Les Nouveaux Cahiers pour la Folie n° 7

 

Comment naviguer en pleine tempête, lorsque la force insoupçonnée des déferlantes menace l’intégrité du navire, lorsque le vent imprévisible, insaisissable brise la coque à la solidité déjà compromise ? Survivre au naufrage, rassembler les morceaux épars, et pourquoi pas fabriquer un radeau. C’est ce que nous propose dès l’édito le numéro 7 des Nouveaux Cahiers pour la Folie : embarquer pour une traversée incertaine dont les mots constituent l’ultime abri.

 

Les mots définissent, précisent, distinguent et par là peuvent pourfendre les préjugés et les amalgames. Caroline Z. ne pouvait mieux initier ce numéro : « Il faut différencier les personnes vulnérables des crapules de sang ». La folie peut avoir mille et un visage mais rarement celui que l’on attend.

 

Porté par le récit de Martine on est déconcerté par un libraire au geste insondable ; puis on se hasarde au gré des pages lorsque les premières lignes d’Eros Mania nous saisissent « J’ai pensé très fort à vous parce que votre parfum était créatif et que dans mon château les remparts s’écroulent ». On s’aventure au rythme – ou plutôt au poids – des heures et des dialogues éloquents avec les poèmes d’ Ariane Khalfa.

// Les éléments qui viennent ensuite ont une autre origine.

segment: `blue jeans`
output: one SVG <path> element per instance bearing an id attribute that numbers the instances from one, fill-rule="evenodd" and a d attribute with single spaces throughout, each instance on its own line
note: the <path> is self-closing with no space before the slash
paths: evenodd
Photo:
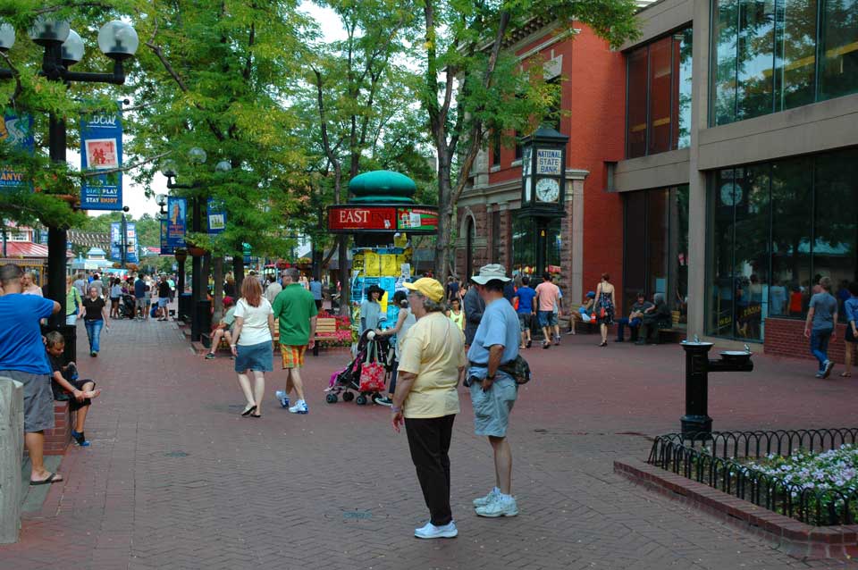
<path id="1" fill-rule="evenodd" d="M 105 326 L 105 322 L 101 319 L 97 321 L 85 321 L 87 327 L 87 337 L 89 339 L 89 352 L 98 352 L 98 339 L 101 337 L 101 328 Z"/>
<path id="2" fill-rule="evenodd" d="M 617 339 L 622 340 L 626 338 L 626 326 L 627 325 L 632 330 L 632 337 L 629 339 L 636 340 L 637 330 L 640 328 L 641 323 L 640 317 L 635 317 L 632 320 L 629 320 L 628 317 L 617 319 Z"/>
<path id="3" fill-rule="evenodd" d="M 832 331 L 811 331 L 811 352 L 820 361 L 820 372 L 825 370 L 825 363 L 829 360 L 829 339 Z"/>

Car dans les méandres d’un exil aux traits amers, il y a les mots insoumis, ceux de la poésie : Patricia Louvain et Guillaume Sanchez dessinent les contours d’un isolement insoutenable en nous partageant le chemin tortueux de l’être en déshérence.

 

Les mots pour dire, lutter, s’indigner, écouter, soigner… Au cœur du mouvement Nuit Debout la Commission psy, soin, accueil œuvre à « défendre une éthique de la rencontre et de l’accueil du singulier ». La parole prend place et fonde un espace de réflexion, d’échange, de résistance en somme dans un monde sociétal au discours dévoyé et aux actes délétères.

 

Foyer de mots et d’ idées les revues ont une place toute singulière dans les milieux psychiatriques, en tant que lieu où se lier, se dire, permettre au quotidien de prendre vie, prendre corps. En témoignent les extraits de Trait d’Union de l’hôpital de Saint Alban et Globo Rojo de l’asile de Santa Agueda en Espagne.

 

Ce cahier aux plumes hétéroclites préserve ce qui fait la particularité de cette revue : donner à entendre la parole polyphonique de celles et ceux qui demeurent concernés par la folie.